The Combined Effect of Mulligan Technique and Scapular Mobilization in Shoulder Adhesive Capsulitis

January 27, 2026 updated by: Deraya University

The shoulder joint capsule is a fibrous sheath that encloses and stabilizes the structures of the shoulder joint, extending from the anatomical neck of the humerus to the rim of the glenoid fossa. It is normally lax, allowing a wide range of motion. Shoulder adhesive capsulitis, or frozen shoulder, is a common musculoskeletal condition characterized by pain and restricted movement due to thickening and contraction of this capsule.
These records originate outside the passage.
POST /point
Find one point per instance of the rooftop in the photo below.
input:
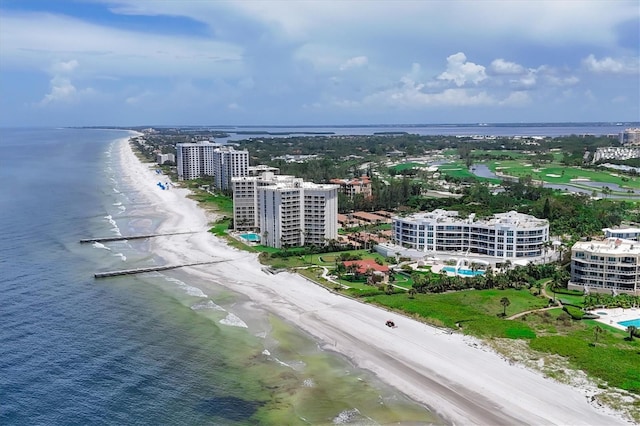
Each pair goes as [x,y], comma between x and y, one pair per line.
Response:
[609,246]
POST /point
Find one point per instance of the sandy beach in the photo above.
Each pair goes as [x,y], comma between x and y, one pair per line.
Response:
[456,376]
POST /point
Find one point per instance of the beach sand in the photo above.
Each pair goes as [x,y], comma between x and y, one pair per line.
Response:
[456,376]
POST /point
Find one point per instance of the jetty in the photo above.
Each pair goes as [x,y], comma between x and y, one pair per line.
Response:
[130,237]
[151,269]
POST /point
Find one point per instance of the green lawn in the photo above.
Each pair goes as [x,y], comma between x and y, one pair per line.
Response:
[475,310]
[559,174]
[406,166]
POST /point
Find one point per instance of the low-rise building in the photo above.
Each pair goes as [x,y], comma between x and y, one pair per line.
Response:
[163,158]
[351,187]
[611,265]
[508,235]
[630,137]
[622,233]
[370,218]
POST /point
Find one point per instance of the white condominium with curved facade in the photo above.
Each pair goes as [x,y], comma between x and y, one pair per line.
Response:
[509,235]
[609,265]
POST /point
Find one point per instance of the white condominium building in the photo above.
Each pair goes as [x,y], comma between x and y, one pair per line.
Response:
[227,164]
[622,233]
[211,159]
[286,210]
[609,265]
[630,137]
[504,235]
[195,159]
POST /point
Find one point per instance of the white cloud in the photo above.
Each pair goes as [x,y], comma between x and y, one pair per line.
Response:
[609,65]
[355,62]
[500,66]
[519,98]
[63,91]
[64,67]
[460,71]
[133,100]
[37,39]
[558,22]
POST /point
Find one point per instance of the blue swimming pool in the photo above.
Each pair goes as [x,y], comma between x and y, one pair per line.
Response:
[627,323]
[461,271]
[251,237]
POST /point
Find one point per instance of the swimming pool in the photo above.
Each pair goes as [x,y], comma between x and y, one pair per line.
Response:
[251,237]
[462,271]
[627,323]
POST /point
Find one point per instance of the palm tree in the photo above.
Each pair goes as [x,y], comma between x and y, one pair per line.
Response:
[597,331]
[632,329]
[505,302]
Proper coordination between the scapula and humerus-known as the scapulohumeral rhythm-is essential for normal shoulder motion. Disruption of this rhythm contributes to movement limitation and pain in adhesive capsulitis.

This randomized, single-blind clinical trial aims to investigate the combined effect of the Mulligan technique and scapular mobilization on improving shoulder range of motion, pain, disability, and scapulohumeral rhythm in patients with adhesive capsulitis. Thirty-eight participants aged 30 to 60 years, diagnosed with unilateral adhesive capsulitis, will be randomly assigned to two groups. Group A will receive Mulligan mobilization techniques for shoulder elevation, internal and external rotation, along with scapular mobilization. Group B will receive conventional physical therapy consisting of hot packs, ultrasound, stretching, and range-of-motion exercises. Both groups will undergo treatment three times per week for four weeks.
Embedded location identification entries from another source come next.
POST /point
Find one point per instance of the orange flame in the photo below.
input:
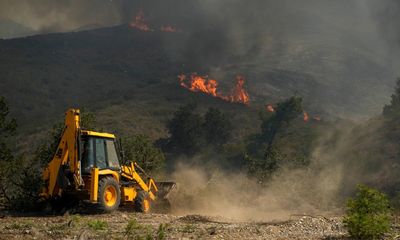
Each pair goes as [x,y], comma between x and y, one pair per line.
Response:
[305,117]
[270,108]
[210,86]
[139,22]
[168,28]
[317,118]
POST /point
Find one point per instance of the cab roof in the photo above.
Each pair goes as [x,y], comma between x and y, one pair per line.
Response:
[98,134]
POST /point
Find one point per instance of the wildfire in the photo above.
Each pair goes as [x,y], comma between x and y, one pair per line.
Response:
[203,84]
[270,108]
[167,28]
[139,22]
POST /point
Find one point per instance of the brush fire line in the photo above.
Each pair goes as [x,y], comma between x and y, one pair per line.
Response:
[198,83]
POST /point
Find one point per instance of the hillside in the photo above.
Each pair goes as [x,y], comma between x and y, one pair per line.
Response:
[130,76]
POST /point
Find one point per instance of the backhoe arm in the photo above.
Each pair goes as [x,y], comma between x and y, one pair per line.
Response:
[65,158]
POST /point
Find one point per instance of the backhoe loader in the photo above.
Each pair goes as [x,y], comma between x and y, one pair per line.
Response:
[86,166]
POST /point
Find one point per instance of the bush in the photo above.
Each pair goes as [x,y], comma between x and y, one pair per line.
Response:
[368,215]
[97,225]
[141,150]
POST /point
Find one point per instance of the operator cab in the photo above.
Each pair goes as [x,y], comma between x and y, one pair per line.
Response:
[98,151]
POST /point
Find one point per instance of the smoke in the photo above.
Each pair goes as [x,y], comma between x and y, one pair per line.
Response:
[319,189]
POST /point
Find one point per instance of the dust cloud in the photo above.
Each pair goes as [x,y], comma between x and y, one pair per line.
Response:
[319,189]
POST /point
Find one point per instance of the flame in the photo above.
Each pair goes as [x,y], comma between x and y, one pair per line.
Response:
[239,94]
[305,117]
[168,28]
[210,86]
[317,118]
[270,108]
[139,22]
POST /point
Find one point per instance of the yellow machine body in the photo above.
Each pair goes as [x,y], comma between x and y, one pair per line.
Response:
[108,184]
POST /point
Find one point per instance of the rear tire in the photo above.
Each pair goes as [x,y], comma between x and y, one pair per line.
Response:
[109,195]
[142,202]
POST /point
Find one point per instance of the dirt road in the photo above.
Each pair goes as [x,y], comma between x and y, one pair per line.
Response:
[127,225]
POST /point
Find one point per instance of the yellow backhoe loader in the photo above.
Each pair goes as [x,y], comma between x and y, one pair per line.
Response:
[86,166]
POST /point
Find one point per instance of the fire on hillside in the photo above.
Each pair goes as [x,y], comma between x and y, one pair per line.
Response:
[197,83]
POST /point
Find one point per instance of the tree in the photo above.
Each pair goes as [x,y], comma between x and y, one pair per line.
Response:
[368,214]
[7,129]
[263,166]
[393,109]
[217,127]
[286,111]
[185,129]
[141,150]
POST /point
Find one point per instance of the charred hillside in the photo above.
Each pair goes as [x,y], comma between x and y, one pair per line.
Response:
[125,66]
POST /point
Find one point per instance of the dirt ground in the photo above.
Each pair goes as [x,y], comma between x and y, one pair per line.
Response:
[129,225]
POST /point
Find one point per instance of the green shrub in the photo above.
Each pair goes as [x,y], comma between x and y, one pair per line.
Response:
[161,232]
[368,214]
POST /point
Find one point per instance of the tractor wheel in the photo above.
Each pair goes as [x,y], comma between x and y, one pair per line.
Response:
[142,202]
[162,206]
[109,196]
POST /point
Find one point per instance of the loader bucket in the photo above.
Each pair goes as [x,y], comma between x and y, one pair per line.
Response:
[162,204]
[164,188]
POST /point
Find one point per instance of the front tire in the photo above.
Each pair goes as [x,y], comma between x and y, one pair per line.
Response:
[109,195]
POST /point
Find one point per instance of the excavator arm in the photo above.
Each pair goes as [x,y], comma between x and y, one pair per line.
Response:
[66,158]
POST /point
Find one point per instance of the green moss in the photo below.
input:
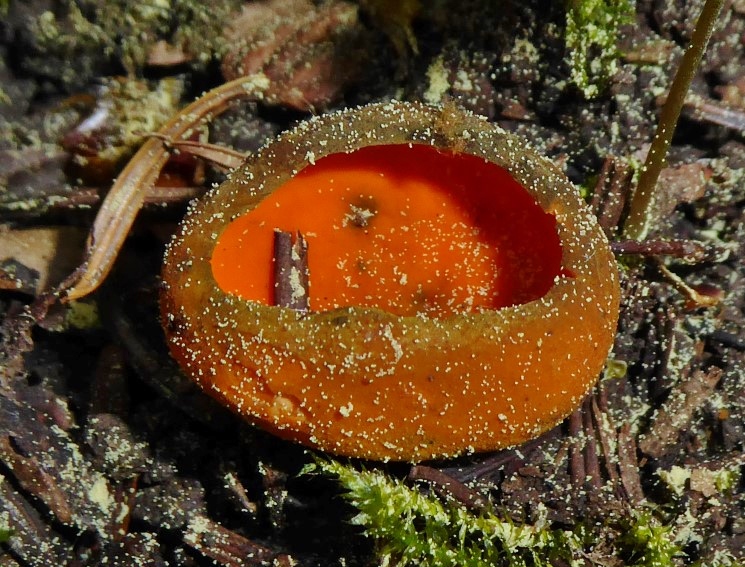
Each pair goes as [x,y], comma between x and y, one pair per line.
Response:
[411,528]
[591,40]
[127,29]
[646,542]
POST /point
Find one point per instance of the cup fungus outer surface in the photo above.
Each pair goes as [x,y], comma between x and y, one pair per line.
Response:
[364,382]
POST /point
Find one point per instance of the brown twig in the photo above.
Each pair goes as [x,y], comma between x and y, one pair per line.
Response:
[628,466]
[446,485]
[609,195]
[125,199]
[714,112]
[687,250]
[592,461]
[674,417]
[228,548]
[291,288]
[643,200]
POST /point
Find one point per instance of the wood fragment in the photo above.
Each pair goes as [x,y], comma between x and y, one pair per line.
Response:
[126,196]
[446,485]
[694,297]
[603,435]
[687,250]
[576,460]
[592,462]
[228,548]
[714,112]
[31,476]
[291,278]
[677,412]
[628,465]
[32,541]
[610,193]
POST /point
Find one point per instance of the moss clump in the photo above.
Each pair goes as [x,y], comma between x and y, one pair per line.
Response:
[591,40]
[647,543]
[411,528]
[127,29]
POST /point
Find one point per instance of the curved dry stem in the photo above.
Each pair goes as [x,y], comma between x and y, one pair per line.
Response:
[119,209]
[640,213]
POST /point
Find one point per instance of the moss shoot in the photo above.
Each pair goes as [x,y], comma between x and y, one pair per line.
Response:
[591,40]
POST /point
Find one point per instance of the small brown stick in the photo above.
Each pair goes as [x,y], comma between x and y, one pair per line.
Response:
[714,112]
[291,286]
[228,548]
[695,299]
[446,485]
[687,250]
[125,199]
[677,412]
[220,156]
[576,461]
[643,200]
[592,462]
[727,339]
[628,465]
[605,440]
[609,196]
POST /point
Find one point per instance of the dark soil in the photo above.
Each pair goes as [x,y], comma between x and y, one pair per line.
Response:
[108,455]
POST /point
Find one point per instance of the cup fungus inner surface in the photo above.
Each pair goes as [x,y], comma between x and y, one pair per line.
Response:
[407,228]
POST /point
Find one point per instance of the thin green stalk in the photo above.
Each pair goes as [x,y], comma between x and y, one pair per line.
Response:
[642,203]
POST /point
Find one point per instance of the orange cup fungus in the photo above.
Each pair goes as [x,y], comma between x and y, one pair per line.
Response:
[460,295]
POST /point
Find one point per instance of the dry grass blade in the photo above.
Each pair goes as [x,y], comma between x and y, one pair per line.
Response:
[127,195]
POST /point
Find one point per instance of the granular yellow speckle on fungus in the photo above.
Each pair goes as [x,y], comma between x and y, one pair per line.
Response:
[367,381]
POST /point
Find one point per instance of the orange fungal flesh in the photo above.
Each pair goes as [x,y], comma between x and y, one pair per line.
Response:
[406,228]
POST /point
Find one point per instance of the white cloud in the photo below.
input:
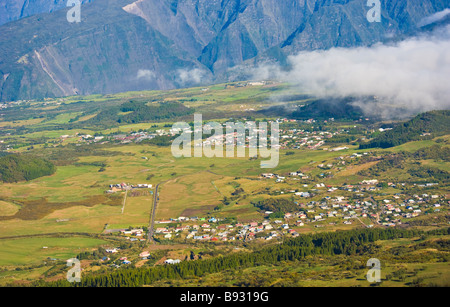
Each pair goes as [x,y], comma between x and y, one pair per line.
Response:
[413,74]
[191,76]
[433,18]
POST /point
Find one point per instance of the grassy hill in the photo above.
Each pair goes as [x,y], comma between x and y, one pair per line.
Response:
[425,125]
Primary outcomes include changes in shoulder range of motion (measured using a digital goniometer), pain and disability (measured by the Shoulder Pain and Disability Index [SPADI]), and scapulohumeral rhythm (assessed using tape measurement). The study is expected to provide clinical evidence on whether combining Mulligan and scapular mobilization techniques yields superior functional recovery compared with conventional physiotherapy alone in patients with shoulder adhesive capsulitis.

Study Overview

Status

Not yet recruiting

Conditions

Intervention / Treatment

Detailed Description

The shoulder joint capsule is a fibrous structure that surrounds the shoulder joint and connects the anatomical neck of the humerus to the rim of the glenoid fossa. It provides stability to the joint while allowing extensive mobility. In adhesive capsulitis, also known as frozen shoulder, the capsule becomes inflamed, thickened, and contracted, leading to pain, stiffness, and a progressive loss of both active and passive range of motion. This condition is most common in middle-aged individuals and can significantly limit daily function.
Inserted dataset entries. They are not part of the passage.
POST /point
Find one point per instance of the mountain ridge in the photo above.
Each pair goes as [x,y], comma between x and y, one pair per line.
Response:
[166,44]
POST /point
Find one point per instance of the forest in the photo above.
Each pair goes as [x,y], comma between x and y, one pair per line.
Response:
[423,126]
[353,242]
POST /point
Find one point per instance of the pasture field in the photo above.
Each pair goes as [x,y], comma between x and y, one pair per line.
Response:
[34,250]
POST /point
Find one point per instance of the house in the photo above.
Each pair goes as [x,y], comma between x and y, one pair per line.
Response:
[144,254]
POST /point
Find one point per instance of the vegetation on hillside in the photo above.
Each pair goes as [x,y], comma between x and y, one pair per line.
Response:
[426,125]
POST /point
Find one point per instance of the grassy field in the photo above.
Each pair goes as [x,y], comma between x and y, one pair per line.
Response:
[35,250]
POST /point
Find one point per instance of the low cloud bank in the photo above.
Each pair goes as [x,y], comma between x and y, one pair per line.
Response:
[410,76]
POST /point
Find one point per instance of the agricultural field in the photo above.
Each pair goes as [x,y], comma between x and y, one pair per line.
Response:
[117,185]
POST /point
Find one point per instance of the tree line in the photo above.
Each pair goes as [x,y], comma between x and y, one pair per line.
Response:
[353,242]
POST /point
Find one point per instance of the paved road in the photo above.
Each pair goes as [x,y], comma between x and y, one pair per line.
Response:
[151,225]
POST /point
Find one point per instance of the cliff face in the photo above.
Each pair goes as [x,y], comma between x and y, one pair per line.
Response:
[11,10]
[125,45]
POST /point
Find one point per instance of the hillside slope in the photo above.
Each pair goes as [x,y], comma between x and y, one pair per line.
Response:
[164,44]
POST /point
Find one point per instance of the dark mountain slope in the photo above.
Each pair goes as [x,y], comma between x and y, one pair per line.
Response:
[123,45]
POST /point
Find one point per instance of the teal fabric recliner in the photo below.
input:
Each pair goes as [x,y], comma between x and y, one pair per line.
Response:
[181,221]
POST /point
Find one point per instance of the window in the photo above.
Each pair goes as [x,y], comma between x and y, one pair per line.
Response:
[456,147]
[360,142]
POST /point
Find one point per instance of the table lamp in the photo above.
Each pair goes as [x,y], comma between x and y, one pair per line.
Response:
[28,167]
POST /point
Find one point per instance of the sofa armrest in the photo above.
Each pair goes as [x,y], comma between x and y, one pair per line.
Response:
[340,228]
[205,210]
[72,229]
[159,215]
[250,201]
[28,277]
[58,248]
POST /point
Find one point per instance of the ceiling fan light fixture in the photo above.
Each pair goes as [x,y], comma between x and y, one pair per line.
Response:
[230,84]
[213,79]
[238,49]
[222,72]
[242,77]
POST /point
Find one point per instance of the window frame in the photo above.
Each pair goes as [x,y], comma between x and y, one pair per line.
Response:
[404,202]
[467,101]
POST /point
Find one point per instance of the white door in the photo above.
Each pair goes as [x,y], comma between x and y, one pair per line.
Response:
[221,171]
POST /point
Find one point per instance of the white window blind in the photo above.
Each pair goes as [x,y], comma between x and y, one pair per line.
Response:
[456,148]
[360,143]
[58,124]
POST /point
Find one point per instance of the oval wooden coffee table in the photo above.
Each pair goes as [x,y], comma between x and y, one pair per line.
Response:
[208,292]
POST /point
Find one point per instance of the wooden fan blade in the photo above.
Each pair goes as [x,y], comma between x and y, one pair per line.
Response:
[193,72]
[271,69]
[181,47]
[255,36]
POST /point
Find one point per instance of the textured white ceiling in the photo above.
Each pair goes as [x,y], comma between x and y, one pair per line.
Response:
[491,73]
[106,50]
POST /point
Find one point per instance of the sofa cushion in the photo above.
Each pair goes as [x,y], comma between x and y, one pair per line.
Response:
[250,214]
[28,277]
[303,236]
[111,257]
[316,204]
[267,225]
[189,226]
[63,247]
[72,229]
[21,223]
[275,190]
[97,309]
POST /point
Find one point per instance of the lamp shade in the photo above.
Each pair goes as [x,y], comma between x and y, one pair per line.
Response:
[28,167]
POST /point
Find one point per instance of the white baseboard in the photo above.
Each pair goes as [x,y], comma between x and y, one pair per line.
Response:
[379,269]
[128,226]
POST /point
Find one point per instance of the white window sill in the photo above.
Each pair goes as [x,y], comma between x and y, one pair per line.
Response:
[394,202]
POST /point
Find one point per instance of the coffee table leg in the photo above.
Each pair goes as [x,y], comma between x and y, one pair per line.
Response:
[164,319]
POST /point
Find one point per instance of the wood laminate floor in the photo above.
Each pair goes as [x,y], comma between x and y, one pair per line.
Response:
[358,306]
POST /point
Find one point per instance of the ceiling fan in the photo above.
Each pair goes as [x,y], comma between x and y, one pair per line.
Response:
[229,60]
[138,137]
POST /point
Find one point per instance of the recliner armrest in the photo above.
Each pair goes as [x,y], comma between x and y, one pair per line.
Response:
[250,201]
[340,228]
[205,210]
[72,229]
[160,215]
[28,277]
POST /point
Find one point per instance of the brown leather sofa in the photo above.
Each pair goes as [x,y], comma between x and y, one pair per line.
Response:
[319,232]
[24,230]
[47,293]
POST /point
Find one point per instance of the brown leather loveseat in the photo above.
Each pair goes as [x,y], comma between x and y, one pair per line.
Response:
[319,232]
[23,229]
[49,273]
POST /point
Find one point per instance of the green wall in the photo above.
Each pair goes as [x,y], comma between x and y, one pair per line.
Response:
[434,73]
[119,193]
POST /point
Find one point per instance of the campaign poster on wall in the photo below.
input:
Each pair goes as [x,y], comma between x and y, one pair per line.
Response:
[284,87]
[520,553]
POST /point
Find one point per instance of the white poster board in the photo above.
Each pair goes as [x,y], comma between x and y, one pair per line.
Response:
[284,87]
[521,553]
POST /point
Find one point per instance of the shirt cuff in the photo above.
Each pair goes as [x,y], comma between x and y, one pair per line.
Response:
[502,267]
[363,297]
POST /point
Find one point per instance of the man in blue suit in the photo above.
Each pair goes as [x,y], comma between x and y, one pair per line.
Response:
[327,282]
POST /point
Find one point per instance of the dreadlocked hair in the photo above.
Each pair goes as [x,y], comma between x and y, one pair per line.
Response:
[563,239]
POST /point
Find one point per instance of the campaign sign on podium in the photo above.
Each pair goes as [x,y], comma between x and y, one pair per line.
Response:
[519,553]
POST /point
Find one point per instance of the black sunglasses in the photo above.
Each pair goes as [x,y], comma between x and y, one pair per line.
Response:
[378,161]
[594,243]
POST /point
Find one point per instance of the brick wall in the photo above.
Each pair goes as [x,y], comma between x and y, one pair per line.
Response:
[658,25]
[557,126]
Normal shoulder motion depends on a coordinated movement pattern between the scapula and the humerus, known as the scapulohumeral rhythm. During shoulder elevation, approximately two degrees of glenohumeral motion are accompanied by one degree of scapulothoracic movement. Disruption of this rhythm contributes to movement dysfunction, altered biomechanics, and pain. Rehabilitation approaches that restore this coordination are therefore critical for effective management of adhesive capsulitis.

The Mulligan mobilization technique involves the application of sustained accessory glides by the therapist concurrent with the patient's active movement. This technique aims to correct positional faults, reduce pain, and improve joint mobility without provoking discomfort. Scapular mobilization is a manual therapy approach designed to restore normal motion of the scapula on the thoracic cage and to improve the scapulohumeral rhythm during shoulder elevation.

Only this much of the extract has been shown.